Politischer Stillstand als Dauerzustand
21. März 2016Nach der mühsamen Einigung auf einen Übergangspräsidenten im Februar ist die politische Dauerkrise in Haiti in eine neue Runde gegangen. Das Parlament lehnte nach einer stundenlangen Debatte den nominierten Ministerpräsidenten Fritz Jean (Artikelbild) und dessen Regierung ab.
38 der 75 anwesenden Abgeordneten stimmten für Jean und dessen Kabinett, 36 votierten dagegen. Die Zustimmung war meilenweit entfernt von den für ein Mandat zur Regierungsbildung notwendigen 60 Ja-Stimmen. Die meisten Gegenstimmen kamen aus dem Lager des bisherigen Präsidenten Michel Martelly.
Martelly war Anfang Februar ohne einen gewählten Nachfolger aus dem Amt geschieden, da die Stichwahl um seine Nachfolge wegen Manipulationsvorwürfen der Opposition verschoben werden musste.
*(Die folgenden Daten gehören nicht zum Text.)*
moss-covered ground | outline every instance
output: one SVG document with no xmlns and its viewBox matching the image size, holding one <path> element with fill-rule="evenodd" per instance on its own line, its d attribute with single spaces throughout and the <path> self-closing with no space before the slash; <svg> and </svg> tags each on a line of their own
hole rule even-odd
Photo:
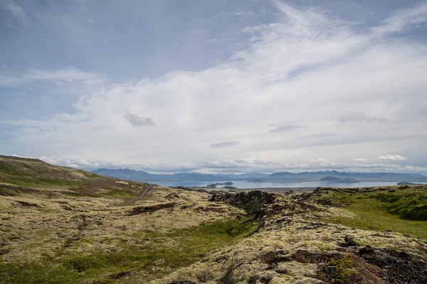
<svg viewBox="0 0 427 284">
<path fill-rule="evenodd" d="M 333 192 L 334 205 L 344 206 L 355 217 L 328 217 L 325 221 L 358 229 L 391 230 L 427 238 L 427 190 L 390 190 L 366 193 Z"/>
<path fill-rule="evenodd" d="M 124 244 L 119 251 L 90 254 L 60 250 L 56 257 L 46 256 L 39 261 L 0 263 L 0 283 L 75 283 L 91 279 L 97 283 L 113 283 L 122 280 L 130 271 L 148 282 L 238 241 L 255 226 L 251 222 L 233 219 L 164 234 L 146 231 L 138 236 L 150 239 L 149 246 Z"/>
</svg>

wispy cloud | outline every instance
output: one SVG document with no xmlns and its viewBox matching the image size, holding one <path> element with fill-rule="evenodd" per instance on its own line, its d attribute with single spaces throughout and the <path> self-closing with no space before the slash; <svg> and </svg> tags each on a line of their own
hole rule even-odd
<svg viewBox="0 0 427 284">
<path fill-rule="evenodd" d="M 375 34 L 399 33 L 427 21 L 427 2 L 419 2 L 411 9 L 401 9 L 372 28 Z"/>
<path fill-rule="evenodd" d="M 313 134 L 313 135 L 307 135 L 306 136 L 301 136 L 297 138 L 298 140 L 305 140 L 305 139 L 316 139 L 318 138 L 325 138 L 325 137 L 332 137 L 334 136 L 333 133 L 321 133 L 321 134 Z"/>
<path fill-rule="evenodd" d="M 400 155 L 381 155 L 378 156 L 378 160 L 405 160 L 405 157 Z"/>
<path fill-rule="evenodd" d="M 343 115 L 339 122 L 386 122 L 387 120 L 376 116 L 368 116 L 362 112 L 353 112 Z"/>
<path fill-rule="evenodd" d="M 51 81 L 56 83 L 59 81 L 73 82 L 93 80 L 102 82 L 103 76 L 71 67 L 53 71 L 31 70 L 20 73 L 11 72 L 0 73 L 0 86 L 16 86 L 33 81 Z"/>
<path fill-rule="evenodd" d="M 405 15 L 424 21 L 423 6 L 392 16 L 381 26 L 388 31 L 375 33 L 355 29 L 318 9 L 277 5 L 281 16 L 277 22 L 247 28 L 238 51 L 209 67 L 174 66 L 162 76 L 120 82 L 102 81 L 104 76 L 78 68 L 2 70 L 0 85 L 8 87 L 42 82 L 73 89 L 101 80 L 93 92 L 75 92 L 79 98 L 66 116 L 58 111 L 48 118 L 1 121 L 11 129 L 2 135 L 2 150 L 209 170 L 219 170 L 215 166 L 410 170 L 353 159 L 373 160 L 381 153 L 427 155 L 426 121 L 399 119 L 408 109 L 424 114 L 427 106 L 425 42 L 399 38 L 400 31 L 412 28 L 407 23 L 415 23 Z M 406 23 L 391 25 L 396 18 Z M 385 118 L 386 124 L 359 124 Z M 144 131 L 130 127 L 154 121 L 157 126 Z M 289 122 L 272 126 L 272 121 Z M 292 125 L 300 121 L 310 126 L 303 133 Z M 357 127 L 349 127 L 351 121 Z M 269 131 L 286 135 L 265 135 Z M 211 162 L 214 153 L 221 162 Z M 403 160 L 396 155 L 384 157 L 378 160 Z M 211 162 L 199 165 L 204 160 Z M 409 166 L 426 166 L 410 162 Z"/>
<path fill-rule="evenodd" d="M 28 25 L 28 16 L 23 11 L 22 7 L 14 2 L 6 2 L 1 5 L 4 11 L 11 14 L 15 18 L 19 21 L 23 25 Z"/>
<path fill-rule="evenodd" d="M 228 141 L 228 142 L 218 142 L 214 143 L 209 145 L 211 148 L 224 148 L 224 147 L 231 147 L 235 146 L 236 145 L 240 144 L 241 143 L 238 141 Z"/>
<path fill-rule="evenodd" d="M 356 162 L 366 162 L 367 160 L 364 158 L 356 158 L 354 160 Z"/>
<path fill-rule="evenodd" d="M 149 117 L 142 117 L 137 114 L 132 114 L 130 111 L 127 111 L 126 114 L 125 114 L 125 119 L 132 126 L 153 126 L 156 125 L 153 120 Z"/>
<path fill-rule="evenodd" d="M 304 125 L 283 125 L 278 126 L 274 129 L 270 130 L 269 132 L 282 132 L 282 131 L 290 131 L 292 130 L 299 129 L 307 127 Z"/>
</svg>

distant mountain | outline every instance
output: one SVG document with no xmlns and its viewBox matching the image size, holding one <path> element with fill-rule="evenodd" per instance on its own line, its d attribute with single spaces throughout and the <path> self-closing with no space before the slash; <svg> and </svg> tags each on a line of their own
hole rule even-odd
<svg viewBox="0 0 427 284">
<path fill-rule="evenodd" d="M 239 175 L 234 174 L 203 174 L 199 173 L 180 173 L 172 175 L 151 174 L 143 170 L 130 169 L 110 170 L 99 169 L 93 171 L 97 175 L 107 175 L 122 180 L 135 181 L 224 181 L 224 180 L 248 180 L 253 178 L 262 178 L 270 175 L 253 173 Z"/>
<path fill-rule="evenodd" d="M 320 179 L 321 182 L 340 182 L 340 183 L 355 183 L 359 182 L 359 180 L 352 178 L 337 178 L 331 177 L 328 175 Z"/>
<path fill-rule="evenodd" d="M 318 172 L 302 172 L 292 173 L 288 172 L 275 173 L 268 178 L 264 178 L 267 182 L 308 182 L 322 180 L 326 177 L 337 178 L 352 178 L 359 181 L 427 181 L 427 176 L 418 173 L 346 173 L 337 170 Z M 323 180 L 322 181 L 325 181 Z"/>
<path fill-rule="evenodd" d="M 260 173 L 244 174 L 203 174 L 199 173 L 180 173 L 174 174 L 152 174 L 143 170 L 130 169 L 99 169 L 93 173 L 120 178 L 141 182 L 179 182 L 179 181 L 264 181 L 264 182 L 310 182 L 325 181 L 326 177 L 335 179 L 347 179 L 349 182 L 356 181 L 396 181 L 396 182 L 427 182 L 427 176 L 417 173 L 346 173 L 337 170 L 318 172 L 302 172 L 292 173 L 278 172 L 271 175 Z M 332 181 L 332 180 L 331 180 Z"/>
</svg>

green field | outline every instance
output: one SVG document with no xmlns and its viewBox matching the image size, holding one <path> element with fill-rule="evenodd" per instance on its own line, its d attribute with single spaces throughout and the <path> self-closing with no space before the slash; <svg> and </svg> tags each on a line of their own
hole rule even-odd
<svg viewBox="0 0 427 284">
<path fill-rule="evenodd" d="M 344 206 L 357 217 L 333 217 L 325 221 L 427 238 L 427 188 L 355 194 L 334 192 L 328 198 L 332 204 Z"/>
<path fill-rule="evenodd" d="M 148 281 L 241 240 L 255 227 L 251 222 L 228 220 L 165 234 L 142 232 L 133 236 L 149 240 L 149 244 L 127 247 L 124 243 L 123 248 L 117 252 L 84 254 L 63 249 L 56 257 L 46 256 L 38 262 L 0 262 L 0 283 L 62 284 L 85 279 L 93 279 L 90 283 L 115 283 L 120 280 L 133 283 L 132 278 L 121 278 L 134 271 L 135 283 L 141 277 Z M 66 244 L 63 248 L 65 246 Z"/>
</svg>

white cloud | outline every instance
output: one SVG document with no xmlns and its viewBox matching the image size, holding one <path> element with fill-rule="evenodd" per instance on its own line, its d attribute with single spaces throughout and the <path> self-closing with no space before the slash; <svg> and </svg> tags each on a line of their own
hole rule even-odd
<svg viewBox="0 0 427 284">
<path fill-rule="evenodd" d="M 400 155 L 381 155 L 378 156 L 378 160 L 407 160 L 405 157 Z"/>
<path fill-rule="evenodd" d="M 364 158 L 356 158 L 354 160 L 356 162 L 366 162 L 367 160 Z"/>
<path fill-rule="evenodd" d="M 28 16 L 22 7 L 14 2 L 5 3 L 1 6 L 3 10 L 10 13 L 23 25 L 28 24 Z"/>
<path fill-rule="evenodd" d="M 403 169 L 406 170 L 411 170 L 416 172 L 427 172 L 427 168 L 424 167 L 413 167 L 412 165 L 405 165 L 403 168 Z"/>
<path fill-rule="evenodd" d="M 129 165 L 209 170 L 239 170 L 236 165 L 247 170 L 387 170 L 402 166 L 343 161 L 362 153 L 426 155 L 426 121 L 401 117 L 408 114 L 408 106 L 427 107 L 427 49 L 423 43 L 394 37 L 384 41 L 391 33 L 411 26 L 387 28 L 402 16 L 391 17 L 384 24 L 389 31 L 379 34 L 355 31 L 352 23 L 315 9 L 278 6 L 283 21 L 246 28 L 252 41 L 209 68 L 178 70 L 122 84 L 73 68 L 0 75 L 0 84 L 8 86 L 33 81 L 82 88 L 99 84 L 78 92 L 70 114 L 0 121 L 14 126 L 2 148 L 58 159 L 119 164 L 125 160 Z M 407 13 L 423 14 L 419 9 Z M 124 118 L 127 112 L 142 124 L 155 121 L 157 126 L 136 128 Z M 340 117 L 381 123 L 355 127 L 339 123 Z M 278 121 L 276 131 L 268 133 Z M 209 147 L 216 141 L 240 143 Z M 379 160 L 402 160 L 397 156 Z"/>
<path fill-rule="evenodd" d="M 211 148 L 223 148 L 223 147 L 231 147 L 240 144 L 238 141 L 227 141 L 227 142 L 218 142 L 214 143 L 209 146 Z"/>
<path fill-rule="evenodd" d="M 374 33 L 399 33 L 427 21 L 427 2 L 421 1 L 409 9 L 401 9 L 372 29 Z"/>
<path fill-rule="evenodd" d="M 237 12 L 234 13 L 234 16 L 238 16 L 240 17 L 251 17 L 253 16 L 253 12 L 250 11 L 247 12 Z"/>
<path fill-rule="evenodd" d="M 125 114 L 125 119 L 129 121 L 129 123 L 133 126 L 153 126 L 156 125 L 153 120 L 149 117 L 141 117 L 137 114 L 132 114 L 130 111 L 126 111 Z"/>
<path fill-rule="evenodd" d="M 344 114 L 339 119 L 339 122 L 386 122 L 387 120 L 376 116 L 368 116 L 363 112 L 350 112 Z"/>
<path fill-rule="evenodd" d="M 94 80 L 97 81 L 94 81 Z M 73 81 L 82 81 L 85 83 L 100 83 L 103 76 L 68 67 L 57 70 L 31 70 L 22 73 L 0 74 L 0 86 L 14 86 L 33 81 L 51 81 L 53 83 L 66 84 Z"/>
</svg>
Neuer Termin für den zweiten Wahlgang ist der 24. April, am 14. Mai soll der neue Staatschef vereidigt werden.
Rückschlag für Übergangspräsident Privert
Um ein institutionelles Vakuum zu verhindern, einigten sich Martelly und die Präsidenten der beiden Parlamentskammern auf die Ernennung eines Übergangspräsidenten. Das 120-tägige Mandat ging an Senatspräsident Jocelerme Privert.
Seine Aufgabe ist es, die zweite Runde der Präsidentschaftswahl sowie Parlaments-Teilwahlen zu organisieren. Bevor er aber die Mitglieder des Wahlrats nominieren kann, muss er nun erneut nach einem Regierungschef suchen. Der Prozess könnte Wochen, wenn nicht Monate dauern, befürchten politische Beobachter.
Das im Westteil der Karibikinsel Hispaniola gelegene Haiti gilt seit Jahrzehnten als ärmstes Land Lateinamerikas. Haiti leidet zudem weiter unter den Folgen des verheerenden Erdbebens im Januar 2010, bei dem mehr als 250.000 Menschen ums Leben gekommen sind. 40 Prozent des Staatshaushalts werden durch Entwicklungshilfe finanziert. Der Streit zwischen dem inzwischen aus dem Amt geschiedenen Martelly und der Opposition hatte Haiti in den vergangenen Jahren zusätzlich politisch gelähmt.